Gustavo Colman: “Ik ben op dit moment supergelukkig. Op 3 december is mijn zoontje Mateo geboren. Fantastisch omdat we nu na maanden van tijdelijke scheiding weer herenigd zijn. Fernanda, mijn mujer, zat de hele tijd in Argentinië voor de laatste maanden van haar zwangerschap en de bevalling. Zij woonde tijdelijk weer bij haar mama en haar familie en was vaak samen met een vriendin, terwijl ik hier moest blijven omdat ik moest voetballen. Maar nu, sinds de winterstop, zijn we weer samen. Ik denk dat we vijftien waren toen we mekaar voor het eerst zoenden en nu schonk ze me een wolk van een baby. Jong vader zijn is een fantastisch gevoel. (lacht)

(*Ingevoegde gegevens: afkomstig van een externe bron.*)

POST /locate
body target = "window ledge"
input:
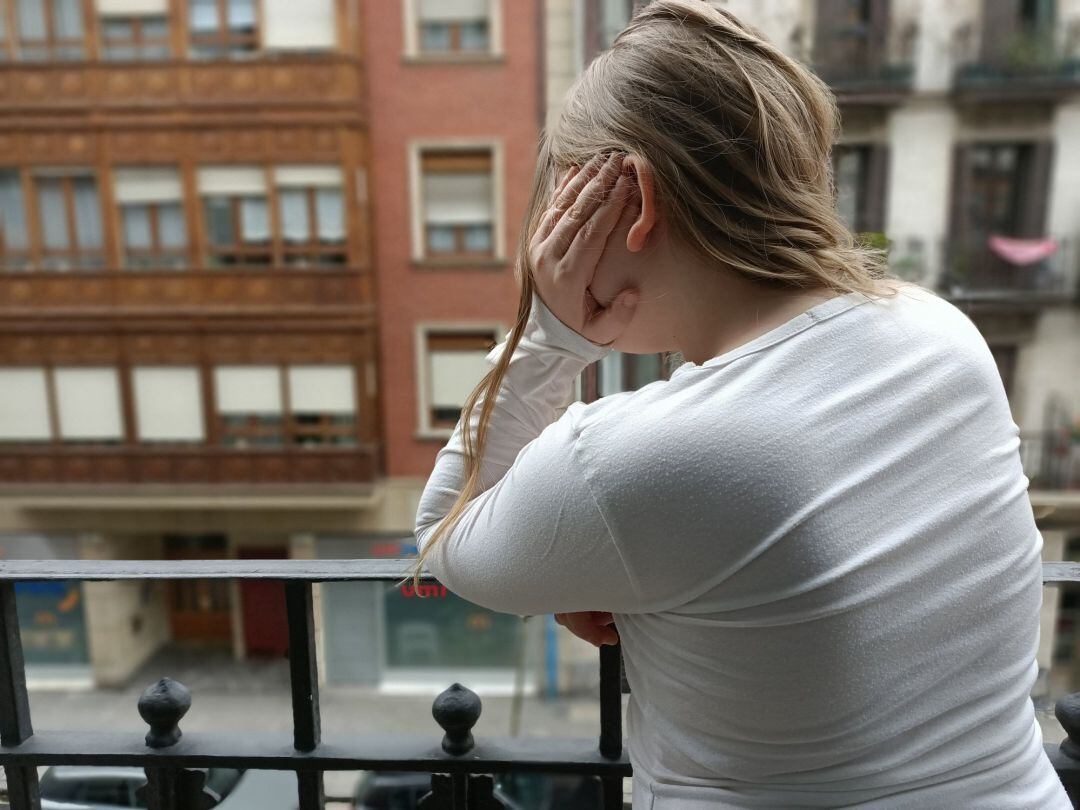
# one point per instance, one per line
(454, 58)
(459, 264)
(433, 434)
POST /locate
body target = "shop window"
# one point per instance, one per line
(24, 407)
(134, 29)
(458, 204)
(88, 405)
(311, 211)
(250, 405)
(169, 405)
(454, 27)
(453, 365)
(322, 405)
(299, 26)
(237, 214)
(221, 28)
(70, 216)
(151, 216)
(14, 239)
(50, 29)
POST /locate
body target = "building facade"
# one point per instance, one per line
(960, 153)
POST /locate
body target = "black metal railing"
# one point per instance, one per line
(460, 766)
(176, 764)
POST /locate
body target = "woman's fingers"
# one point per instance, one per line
(591, 198)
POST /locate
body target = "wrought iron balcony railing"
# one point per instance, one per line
(175, 765)
(461, 767)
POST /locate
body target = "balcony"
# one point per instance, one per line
(53, 470)
(462, 767)
(180, 90)
(859, 70)
(1026, 67)
(973, 273)
(279, 291)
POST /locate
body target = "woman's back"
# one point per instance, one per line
(836, 566)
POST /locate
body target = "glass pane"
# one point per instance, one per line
(434, 37)
(220, 228)
(88, 213)
(241, 15)
(440, 239)
(293, 203)
(67, 18)
(136, 221)
(255, 217)
(12, 213)
(478, 239)
(171, 228)
(329, 207)
(53, 213)
(31, 19)
(474, 36)
(202, 15)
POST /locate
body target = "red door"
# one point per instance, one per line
(262, 602)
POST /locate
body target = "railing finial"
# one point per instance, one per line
(162, 705)
(457, 711)
(1067, 712)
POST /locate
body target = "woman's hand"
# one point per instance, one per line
(567, 247)
(595, 626)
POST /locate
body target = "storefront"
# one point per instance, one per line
(402, 638)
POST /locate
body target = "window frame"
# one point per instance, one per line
(418, 220)
(98, 256)
(52, 43)
(138, 42)
(427, 428)
(414, 51)
(224, 42)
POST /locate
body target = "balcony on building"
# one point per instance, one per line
(864, 54)
(1024, 52)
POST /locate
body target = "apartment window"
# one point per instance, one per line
(70, 217)
(458, 204)
(250, 405)
(860, 177)
(88, 405)
(14, 240)
(454, 363)
(311, 210)
(299, 26)
(322, 405)
(50, 29)
(454, 27)
(237, 213)
(134, 29)
(24, 407)
(223, 27)
(622, 372)
(151, 217)
(167, 404)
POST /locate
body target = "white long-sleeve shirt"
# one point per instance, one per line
(818, 548)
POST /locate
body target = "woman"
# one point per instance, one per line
(813, 541)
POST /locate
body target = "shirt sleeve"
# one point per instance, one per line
(534, 540)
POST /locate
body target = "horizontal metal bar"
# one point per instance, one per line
(312, 570)
(275, 752)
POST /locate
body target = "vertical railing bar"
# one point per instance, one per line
(304, 684)
(611, 720)
(15, 727)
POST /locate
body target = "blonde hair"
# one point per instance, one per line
(739, 137)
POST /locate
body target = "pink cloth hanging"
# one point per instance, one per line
(1022, 251)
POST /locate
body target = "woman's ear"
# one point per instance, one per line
(640, 173)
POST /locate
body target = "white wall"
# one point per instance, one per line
(920, 149)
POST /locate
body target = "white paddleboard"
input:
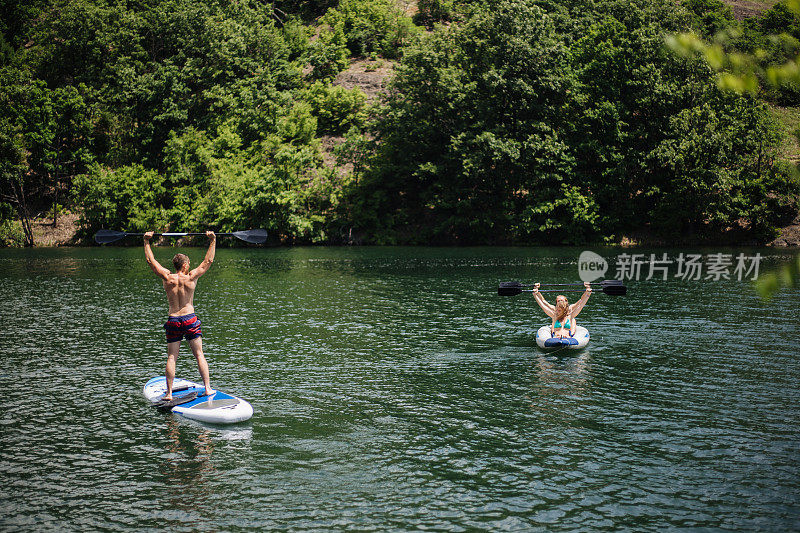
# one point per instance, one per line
(218, 408)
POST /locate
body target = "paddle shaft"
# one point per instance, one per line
(604, 282)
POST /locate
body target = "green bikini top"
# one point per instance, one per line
(558, 325)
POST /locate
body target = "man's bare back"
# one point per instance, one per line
(180, 287)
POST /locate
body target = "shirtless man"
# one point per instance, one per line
(182, 320)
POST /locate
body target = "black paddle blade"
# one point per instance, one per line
(254, 236)
(615, 290)
(509, 288)
(105, 236)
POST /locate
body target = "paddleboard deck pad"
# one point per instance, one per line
(189, 401)
(547, 342)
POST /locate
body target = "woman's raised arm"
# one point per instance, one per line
(579, 305)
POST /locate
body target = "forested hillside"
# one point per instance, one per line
(501, 122)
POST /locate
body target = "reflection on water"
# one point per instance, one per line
(393, 389)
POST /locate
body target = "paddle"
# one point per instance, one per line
(513, 288)
(254, 236)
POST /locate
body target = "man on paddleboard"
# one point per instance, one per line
(182, 322)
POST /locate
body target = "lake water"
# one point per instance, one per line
(394, 390)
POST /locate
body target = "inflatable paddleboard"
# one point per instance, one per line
(218, 408)
(547, 342)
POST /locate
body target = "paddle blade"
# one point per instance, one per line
(615, 290)
(105, 236)
(254, 236)
(509, 288)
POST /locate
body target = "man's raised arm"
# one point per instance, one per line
(160, 271)
(209, 258)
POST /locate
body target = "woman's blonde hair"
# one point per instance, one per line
(562, 309)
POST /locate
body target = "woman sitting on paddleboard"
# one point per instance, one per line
(562, 314)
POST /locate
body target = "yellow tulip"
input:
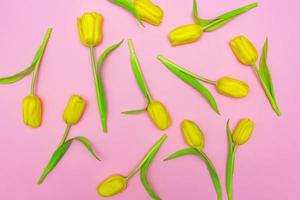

“We hebben getwijfeld of we de bevalling niet hier zouden laten plaatsvinden, maar Fernanda praat alleen Spaans en het leek haar te moeilijk. Je moet dingen aan dokters en verpleegsters uitleggen, zij moeten je dingen inzake verzorging uitleggen, het leek ons allemaal net iets te ingewikkeld. Bovendien moest de bevalling via een keizersnede gebeuren. De hele tijd zat ik hier aan hen te denken, wat ze aan het doen waren, hoe het ging. Maar we zijn erdoor geraakt.
“Iedereen zegt: Gustavo is timido, verlegen. Dat heeft met de taalbarrière te maken. Ik zou mezelf liever ‘bescheiden’ noemen. Mijn ouders zijn dat ook, heel mijn familie. Ik kom uit een vrij rustige buurt van Buenos Aires, waar mensen proberen te leven door hard te werken en verder zijn we heel kalm. Mijn favoriete ploeg? Boca Juniors. Niet dat ik er ooit speelde, dat deed ik voor de Chacarita Juniors. Maar misschien kan het later nog, voor Boca spelen.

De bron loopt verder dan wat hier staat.